Außergerichtliche Kosten sind nicht zu erstatten.

Gründe:

Die Beschwerde der Beklagten gegen die Nichtzulassung der Berufung im Urteil des Sozialgerichts Ulm (SG) vom 4. Juli 2013 ist zulässig (vgl. § 145 Abs. 1 Sozialgerichtsgesetz - SGG -). Sie ist jedoch nicht begründet; die Voraussetzungen für eine Zulassung der Berufung liegen nicht vor.

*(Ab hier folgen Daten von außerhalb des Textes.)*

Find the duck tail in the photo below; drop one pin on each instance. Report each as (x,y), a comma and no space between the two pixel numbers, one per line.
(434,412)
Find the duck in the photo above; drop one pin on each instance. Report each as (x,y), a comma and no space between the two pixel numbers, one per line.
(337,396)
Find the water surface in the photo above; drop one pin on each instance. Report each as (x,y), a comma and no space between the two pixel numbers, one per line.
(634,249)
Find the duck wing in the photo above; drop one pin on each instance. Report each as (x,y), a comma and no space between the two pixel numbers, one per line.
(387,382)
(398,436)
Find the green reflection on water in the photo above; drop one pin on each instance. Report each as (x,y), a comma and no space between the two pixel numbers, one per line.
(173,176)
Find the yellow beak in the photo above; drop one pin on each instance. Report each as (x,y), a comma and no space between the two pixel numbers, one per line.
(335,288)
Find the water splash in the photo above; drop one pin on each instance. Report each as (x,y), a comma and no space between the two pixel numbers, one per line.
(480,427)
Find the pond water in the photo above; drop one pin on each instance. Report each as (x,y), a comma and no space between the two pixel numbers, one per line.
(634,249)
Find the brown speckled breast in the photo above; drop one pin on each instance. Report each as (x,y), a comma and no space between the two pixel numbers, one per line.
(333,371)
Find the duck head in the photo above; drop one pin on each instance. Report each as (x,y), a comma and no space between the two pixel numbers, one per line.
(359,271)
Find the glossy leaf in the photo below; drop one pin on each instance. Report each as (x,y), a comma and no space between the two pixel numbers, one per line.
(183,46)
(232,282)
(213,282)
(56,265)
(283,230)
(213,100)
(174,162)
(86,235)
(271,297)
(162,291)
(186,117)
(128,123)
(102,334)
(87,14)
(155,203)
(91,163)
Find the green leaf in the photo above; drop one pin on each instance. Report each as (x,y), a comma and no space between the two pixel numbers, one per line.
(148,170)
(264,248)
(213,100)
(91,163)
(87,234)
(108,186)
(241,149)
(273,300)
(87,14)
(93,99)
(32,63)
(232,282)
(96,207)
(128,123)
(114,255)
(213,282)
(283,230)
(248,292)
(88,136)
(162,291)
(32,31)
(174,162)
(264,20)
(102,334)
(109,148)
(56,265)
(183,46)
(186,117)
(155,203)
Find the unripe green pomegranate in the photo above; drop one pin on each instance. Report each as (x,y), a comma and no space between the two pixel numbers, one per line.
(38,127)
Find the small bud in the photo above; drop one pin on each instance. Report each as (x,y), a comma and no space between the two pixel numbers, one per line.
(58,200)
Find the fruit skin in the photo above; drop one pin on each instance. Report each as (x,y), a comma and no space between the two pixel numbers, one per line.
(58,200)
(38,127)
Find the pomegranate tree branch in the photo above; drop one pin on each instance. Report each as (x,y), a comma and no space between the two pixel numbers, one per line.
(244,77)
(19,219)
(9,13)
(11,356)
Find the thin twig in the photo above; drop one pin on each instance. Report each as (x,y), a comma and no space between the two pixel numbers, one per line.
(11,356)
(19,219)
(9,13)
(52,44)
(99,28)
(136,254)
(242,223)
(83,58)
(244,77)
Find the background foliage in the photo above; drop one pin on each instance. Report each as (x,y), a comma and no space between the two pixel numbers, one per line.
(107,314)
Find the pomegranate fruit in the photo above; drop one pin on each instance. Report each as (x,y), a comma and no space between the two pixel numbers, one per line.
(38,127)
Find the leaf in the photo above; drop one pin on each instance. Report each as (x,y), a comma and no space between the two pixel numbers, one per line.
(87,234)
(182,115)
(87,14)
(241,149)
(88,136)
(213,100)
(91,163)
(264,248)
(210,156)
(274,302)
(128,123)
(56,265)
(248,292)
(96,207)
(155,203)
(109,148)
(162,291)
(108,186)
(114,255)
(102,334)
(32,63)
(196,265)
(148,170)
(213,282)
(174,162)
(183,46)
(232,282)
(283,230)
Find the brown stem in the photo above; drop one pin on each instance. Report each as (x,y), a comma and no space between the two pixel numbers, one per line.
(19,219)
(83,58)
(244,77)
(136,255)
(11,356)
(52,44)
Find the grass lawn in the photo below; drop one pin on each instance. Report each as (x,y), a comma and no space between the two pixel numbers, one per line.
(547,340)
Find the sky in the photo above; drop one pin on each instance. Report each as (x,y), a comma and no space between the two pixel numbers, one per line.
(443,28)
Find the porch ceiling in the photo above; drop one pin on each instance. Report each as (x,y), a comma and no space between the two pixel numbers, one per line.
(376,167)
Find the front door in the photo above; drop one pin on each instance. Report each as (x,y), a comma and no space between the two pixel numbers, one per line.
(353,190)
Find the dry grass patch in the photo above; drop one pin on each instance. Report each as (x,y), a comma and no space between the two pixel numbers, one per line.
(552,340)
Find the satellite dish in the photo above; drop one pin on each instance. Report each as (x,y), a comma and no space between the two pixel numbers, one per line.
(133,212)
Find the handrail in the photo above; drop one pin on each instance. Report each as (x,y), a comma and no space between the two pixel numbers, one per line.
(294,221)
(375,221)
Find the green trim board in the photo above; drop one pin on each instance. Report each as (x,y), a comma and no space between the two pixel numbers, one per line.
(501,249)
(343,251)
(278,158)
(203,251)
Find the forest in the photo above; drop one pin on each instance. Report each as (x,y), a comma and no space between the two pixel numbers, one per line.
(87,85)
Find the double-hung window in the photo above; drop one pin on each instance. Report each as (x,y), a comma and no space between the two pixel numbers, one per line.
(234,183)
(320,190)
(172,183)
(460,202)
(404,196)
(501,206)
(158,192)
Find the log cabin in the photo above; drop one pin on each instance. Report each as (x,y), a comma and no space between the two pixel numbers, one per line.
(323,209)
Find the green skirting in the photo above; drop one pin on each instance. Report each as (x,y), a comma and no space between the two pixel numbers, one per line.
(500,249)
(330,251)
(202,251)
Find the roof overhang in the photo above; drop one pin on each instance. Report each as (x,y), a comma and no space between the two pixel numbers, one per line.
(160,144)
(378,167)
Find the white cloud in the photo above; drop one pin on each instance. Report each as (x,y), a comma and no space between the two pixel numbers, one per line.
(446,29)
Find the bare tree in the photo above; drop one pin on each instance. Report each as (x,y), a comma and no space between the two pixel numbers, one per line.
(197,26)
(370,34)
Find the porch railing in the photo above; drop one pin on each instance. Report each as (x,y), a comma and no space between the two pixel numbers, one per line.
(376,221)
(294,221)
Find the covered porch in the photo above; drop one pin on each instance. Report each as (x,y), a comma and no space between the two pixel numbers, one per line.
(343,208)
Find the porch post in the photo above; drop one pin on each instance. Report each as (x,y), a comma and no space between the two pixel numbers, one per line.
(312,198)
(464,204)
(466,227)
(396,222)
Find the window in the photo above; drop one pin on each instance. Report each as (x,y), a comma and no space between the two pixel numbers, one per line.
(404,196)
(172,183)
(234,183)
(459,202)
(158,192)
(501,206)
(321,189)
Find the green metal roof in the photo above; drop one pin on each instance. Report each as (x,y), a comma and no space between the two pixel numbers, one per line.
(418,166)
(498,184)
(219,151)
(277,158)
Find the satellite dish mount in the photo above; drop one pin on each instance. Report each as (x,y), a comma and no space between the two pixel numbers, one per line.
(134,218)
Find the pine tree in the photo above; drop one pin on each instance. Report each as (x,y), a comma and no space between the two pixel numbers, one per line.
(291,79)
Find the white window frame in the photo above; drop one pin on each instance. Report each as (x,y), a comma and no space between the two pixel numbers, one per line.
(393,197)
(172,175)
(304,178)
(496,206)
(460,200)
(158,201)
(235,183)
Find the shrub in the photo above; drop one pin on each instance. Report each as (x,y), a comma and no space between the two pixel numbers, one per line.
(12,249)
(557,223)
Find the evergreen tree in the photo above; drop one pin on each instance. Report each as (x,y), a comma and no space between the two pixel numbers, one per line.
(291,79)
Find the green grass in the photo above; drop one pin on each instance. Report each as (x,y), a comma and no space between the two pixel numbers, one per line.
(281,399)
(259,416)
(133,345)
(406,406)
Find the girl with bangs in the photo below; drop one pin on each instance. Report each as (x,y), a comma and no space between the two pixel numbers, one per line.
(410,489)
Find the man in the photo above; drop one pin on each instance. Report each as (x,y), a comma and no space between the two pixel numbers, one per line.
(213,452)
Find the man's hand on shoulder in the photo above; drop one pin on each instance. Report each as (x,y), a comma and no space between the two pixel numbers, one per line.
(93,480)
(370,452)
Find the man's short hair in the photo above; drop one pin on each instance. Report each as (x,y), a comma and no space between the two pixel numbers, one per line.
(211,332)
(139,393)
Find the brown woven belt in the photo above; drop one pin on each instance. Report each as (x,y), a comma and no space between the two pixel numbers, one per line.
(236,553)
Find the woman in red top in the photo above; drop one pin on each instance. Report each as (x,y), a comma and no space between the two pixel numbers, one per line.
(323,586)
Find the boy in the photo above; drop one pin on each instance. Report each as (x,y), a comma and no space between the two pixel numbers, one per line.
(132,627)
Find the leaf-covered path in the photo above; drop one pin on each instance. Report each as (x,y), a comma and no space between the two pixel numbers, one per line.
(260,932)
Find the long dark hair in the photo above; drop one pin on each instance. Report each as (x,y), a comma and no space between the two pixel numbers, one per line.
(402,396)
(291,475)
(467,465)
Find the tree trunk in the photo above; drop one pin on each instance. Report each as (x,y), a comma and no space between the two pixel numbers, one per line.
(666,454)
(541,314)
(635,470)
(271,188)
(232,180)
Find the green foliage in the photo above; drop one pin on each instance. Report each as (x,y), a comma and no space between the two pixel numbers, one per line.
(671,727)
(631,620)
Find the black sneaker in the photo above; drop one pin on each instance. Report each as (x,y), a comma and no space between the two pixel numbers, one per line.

Nach § 144 Abs. 1 Satz 1 Nr. 1 SGG in der hier anwendbaren, ab 1. April 2008 geltenden Fassung bedarf die Berufung der Zulassung, wenn der Wert des Beschwerdegegenstands bei einer Klage, die eine Geld- oder Sachleistung oder einen hierauf gerichteten Verwaltungsakt betrifft, 750,00 EUR nicht übersteigt. Diese Regelung findet nur dann keine Anwendung, wenn die Berufung wiederkehrende oder laufende Leistungen für mehr als ein Jahr betrifft (§ 144 Abs. 1 Satz 2 SGG). Dieser Beschwerdewert wird vorliegend nicht erreicht; der Ausnahmetatbestand des § 144 Abs. 1 Satz 2 SGG liegt nicht vor. Gegenstand des Klageverfahrens war der Bescheid der Beklagten vom 4. November 2010 in der Gestalt des Widerspruchsbescheids vom 19. April 2012, mit denen die Beklagte eine Forderung der WB BG mit dem Kläger zustehenden Übergangsgeld in einer Höhe von insgesamt 580,08 EUR verrechnet hat. Aus dem klagestattgebenden Urteil des SG ergibt sich damit lediglich eine Beschwer in Höhe von 580,08 EUR (soweit das SG die Beschwerdesumme mit 581,02 EUR beziffert hat, dürfte dem eine Verwechslung mit dem gemäß Bescheid vom 4. November 2010 auszuzahlenden Leistungsbetrag zu Grunde liegen); ein Wert des Beschwerdegegenstands von über 750,00 EUR wird nicht erreicht. Auch sind keine Leistungen für mehr als ein Jahr betroffen.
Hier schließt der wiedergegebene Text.